The cup itself is made from sheets of Titanium-Zirconium-Molybdenum, an alloy of molybdenum, with a melting point of about 4,260 F (2,349 C). The chips that produce an electric field for the Solar Probe Cup are made from tungsten, a metal with the highest known melting point of 6,192 F (3,422 C). Normally lasers are used to etch the gridlines in these chips — however, due to the high melting point acid had to be used instead.

When it comes to electronic wiring, scientists used sapphire crystal tubes to suspend the wiring and made the wires from niobium.

To make sure the instrument was ready for the harsh environment, the researchers needed to mimic the Sun’s intense heat radiation in a lab. To create a test-worthy level of heat, the researchers used a particle accelerator and IMAX projectors — jury-rigged to increase their temperature.

The projectors mimicked the heat of the Sun, while the particle accelerator exposed the cup to radiation to make sure the cup could measure the accelerated particles under the intense conditions. To be absolutely sure the Solar Probe Cup would withstand the harsh environment, the Odeillo Solar Furnace — which concentrates the heat of the Sun through 10,000 adjustable mirrors — was used to test the cup against the intense solar emission.

Justin Kasper, principal investigator for the SWEAP instruments at the University of Michigan in Ann Arbor said, “The Solar Probe Cup passed its tests with flying colors — indeed, it continued to perform better and give clearer results the longer it was exposed to the test environments. We think the radiation removed any potential contamination. It basically cleaned itself.”

There are several other approaches that solar probe used to shelter from the heat. For example, the solar arrays that retract behind the heat shield’s shadow, leaving only a small segment exposed to the Sun’s intense rays.

The solar arrays have a surprisingly simple cooling system: a heated tank that keeps the coolant from freezing during launch, two radiators that will keep the coolant from freezing, aluminum fins to maximize the cooling surface, and pumps to circulate the coolant. The cooling system is powerful enough to cool an average sized living room, and will keep the solar arrays and instrumentation cool and functioning while in the heat of the Sun.

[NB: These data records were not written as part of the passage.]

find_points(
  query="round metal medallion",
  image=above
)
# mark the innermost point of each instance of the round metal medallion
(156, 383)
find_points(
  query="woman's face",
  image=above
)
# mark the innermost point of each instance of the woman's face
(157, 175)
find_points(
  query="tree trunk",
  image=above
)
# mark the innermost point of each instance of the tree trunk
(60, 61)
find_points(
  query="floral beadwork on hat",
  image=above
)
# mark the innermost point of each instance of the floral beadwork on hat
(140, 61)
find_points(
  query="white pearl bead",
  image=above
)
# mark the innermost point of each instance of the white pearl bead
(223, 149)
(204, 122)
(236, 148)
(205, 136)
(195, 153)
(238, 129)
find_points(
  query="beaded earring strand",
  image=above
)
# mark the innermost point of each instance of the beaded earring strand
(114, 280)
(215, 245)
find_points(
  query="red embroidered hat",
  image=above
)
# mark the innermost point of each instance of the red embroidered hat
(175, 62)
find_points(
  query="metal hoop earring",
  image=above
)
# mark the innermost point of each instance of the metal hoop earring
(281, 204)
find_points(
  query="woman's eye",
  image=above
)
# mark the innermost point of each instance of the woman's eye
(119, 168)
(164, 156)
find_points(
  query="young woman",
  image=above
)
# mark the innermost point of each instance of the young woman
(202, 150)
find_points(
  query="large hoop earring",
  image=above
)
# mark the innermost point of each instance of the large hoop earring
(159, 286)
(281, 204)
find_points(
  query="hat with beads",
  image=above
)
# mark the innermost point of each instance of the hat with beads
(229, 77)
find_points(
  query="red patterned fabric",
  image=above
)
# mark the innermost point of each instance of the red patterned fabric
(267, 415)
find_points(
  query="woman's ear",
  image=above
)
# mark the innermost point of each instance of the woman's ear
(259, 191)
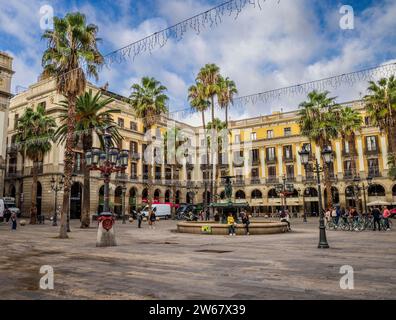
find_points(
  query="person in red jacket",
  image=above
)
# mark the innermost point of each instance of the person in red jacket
(386, 214)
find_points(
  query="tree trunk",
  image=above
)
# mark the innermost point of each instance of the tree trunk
(214, 156)
(33, 207)
(85, 216)
(68, 166)
(205, 199)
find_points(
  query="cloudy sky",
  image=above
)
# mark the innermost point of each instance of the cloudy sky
(286, 42)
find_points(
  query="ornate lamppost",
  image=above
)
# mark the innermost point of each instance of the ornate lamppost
(56, 186)
(327, 155)
(107, 162)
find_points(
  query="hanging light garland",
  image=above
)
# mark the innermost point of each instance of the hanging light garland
(208, 19)
(331, 83)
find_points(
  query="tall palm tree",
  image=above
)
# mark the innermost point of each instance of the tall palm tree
(35, 134)
(381, 108)
(92, 115)
(199, 102)
(72, 54)
(149, 101)
(318, 122)
(227, 90)
(209, 76)
(349, 121)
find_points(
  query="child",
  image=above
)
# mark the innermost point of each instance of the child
(231, 224)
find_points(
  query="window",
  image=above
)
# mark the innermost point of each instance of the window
(133, 147)
(255, 155)
(288, 152)
(307, 147)
(255, 173)
(121, 122)
(290, 172)
(272, 172)
(271, 154)
(373, 167)
(371, 143)
(16, 121)
(133, 126)
(346, 147)
(133, 170)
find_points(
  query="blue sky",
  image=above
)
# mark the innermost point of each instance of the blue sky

The coolant used for the system? About a gallon (3.7 liters) of deionized water. While plenty of chemical coolants exist, the range of temperatures the spacecraft will be exposed to varies between 50 F (10 C) and 257 F (125 C). Very few liquids can handle those ranges like water. To keep the water from boiling at the higher end of the temperatures, it will be pressurized so the boiling point is over 257 F (125 C).

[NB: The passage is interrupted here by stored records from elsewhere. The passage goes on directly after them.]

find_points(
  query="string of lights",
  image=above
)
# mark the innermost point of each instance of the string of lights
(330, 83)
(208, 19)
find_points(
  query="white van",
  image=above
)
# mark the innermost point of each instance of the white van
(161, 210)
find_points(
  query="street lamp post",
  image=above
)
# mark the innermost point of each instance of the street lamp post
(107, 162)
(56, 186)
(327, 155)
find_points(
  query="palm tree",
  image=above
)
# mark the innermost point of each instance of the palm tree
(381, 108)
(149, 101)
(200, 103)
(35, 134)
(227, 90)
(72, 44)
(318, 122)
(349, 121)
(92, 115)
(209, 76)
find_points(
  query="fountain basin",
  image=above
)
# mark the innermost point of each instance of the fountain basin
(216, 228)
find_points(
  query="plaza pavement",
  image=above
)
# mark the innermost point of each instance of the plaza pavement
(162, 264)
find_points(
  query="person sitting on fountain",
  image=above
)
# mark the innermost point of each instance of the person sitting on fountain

In this way, the probe is designed to autonomously keep itself safe and on track to the Sun. Several sensors, about half the size of a cell phone, are attached to the body of the spacecraft along the edge of the shadow from the heat shield. If any of these sensors detect sunlight, they alert the central computer and the spacecraft can correct its position to keep the sensors, and the rest of the instruments, safely protected. This all has to happen without any human intervention, so the central computer software has been programmed and extensively tested to make sure all corrections can be made on the fly.